Then, C is not the only language, though spoken widely. And English (in comments) might not be the first language of a person who uses the code.

Vadim

- J
- John Devereux
  
  Contact options for registered users
Vote on answer
posted
18 years ago

Mon, Mar 13, 2006 4:39 PM

In "The Practice of Programming" Kernighan & Pike suggest what they call a "little language" for this. By this they mean something like the format string in printf.

They then have variadic functions

int pack(unsigned char* buf, char* fmt, ...);

int unpack(unsigned char* buf, char* fmt, ...);

fmt is a string containing the description of the packet layout, their example is "cscl" where c=8 bit char, s=16 bit int, l = 32 bit int.

pack() steps through the format string, and for each character encodes the next variadic argument into the buffer.

unpack() does the reverse, except its variadic arguments are pointers to the destination variables.

--

John Devereux

- H
- Hans-Bernhard Broeker
  
  Contact options for registered users
Vote on answer
posted
18 years ago

Mon, Mar 13, 2006 6:34 PM

In plain text, being very careful about the exact interpretation of technical terms. Or possibly in diagrams, or a formal grammar. I'd also have an in-depth look at established prior art, first. With a bit of luck, e.g. some Internet RFC already fits the bill, and if not, you at least know how to write that kind of document.

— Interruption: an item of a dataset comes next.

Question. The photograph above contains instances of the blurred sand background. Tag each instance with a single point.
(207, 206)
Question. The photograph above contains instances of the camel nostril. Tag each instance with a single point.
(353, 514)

That knowledge (and documentation) would basically bear the message: "I, the designer of this protocol, don't know what it's messages actually look like any better than you do, thanks for asking".

That would be a terribly bad idea. You might just as well try to define the shape of the Matterhorn by providing an approximate model of unspecified scale, in Jell-O (Wackelpudding).

C simply is the wrong tool for this kind for work, period.

--
Hans-Bernhard Broeker (broeker@physik.rwth-aachen.de)
Even if all the snow were burnt, ashes would remain.

- P
- Paul Keinanen
  
  Contact options for registered users
Vote on answer
posted
18 years ago

Tue, Mar 14, 2006 8:46 AM

For portable applications, I use structs containing arrays of unsigned chars (which is OK for most cases, except some DSPs). A 16 bit variable is an array with two elements and a 32 bit item is an array of four elements. The value assembly/disassembly is done by shifts and masks. Apart from the obvious align problems, this also solves the endianess problems.

Paul

- ?
  
  Contact options for registered users
Vote on answer
posted
18 years ago

Tue, Mar 14, 2006 9:27 AM

Sorry, I was a bit unclear. I had already taken a formal description for granted, and I totally agree that C structures are clearly not the way to formally specify a protocol(*). When I asked how to "describe" the physical format of messages, I was referring to the process of

*implementing* the protocol in -say- C, and that's the context where this ...

... IMHO still applies.

Hmmm, well, practically speaking, it *can* be a little better than that. This, of instance...

--
  typedef unsigned int   my_uint32; /* 32-bit unsigned integer */
  typedef unsigned short my_uint16; /* 16-bit unsigned integer */

  struct xx {
        my_uint32 a;
        my_uint16 b;
  };

  #define check_assumptions() \
        assert(sizeof(my_uint32) == 4);\
        assert(sizeof(my_uint16) == 2);\
        assert(offsetof(struct xx, b) == 4);

- H
- Hans-Bernhard Broeker
  
  Contact options for registered users
Vote on answer
posted
18 years ago

Tue, Mar 14, 2006 12:23 PM

You implement it by implementing it.

C, if written not too badly, should be self-documenting for this kind of job.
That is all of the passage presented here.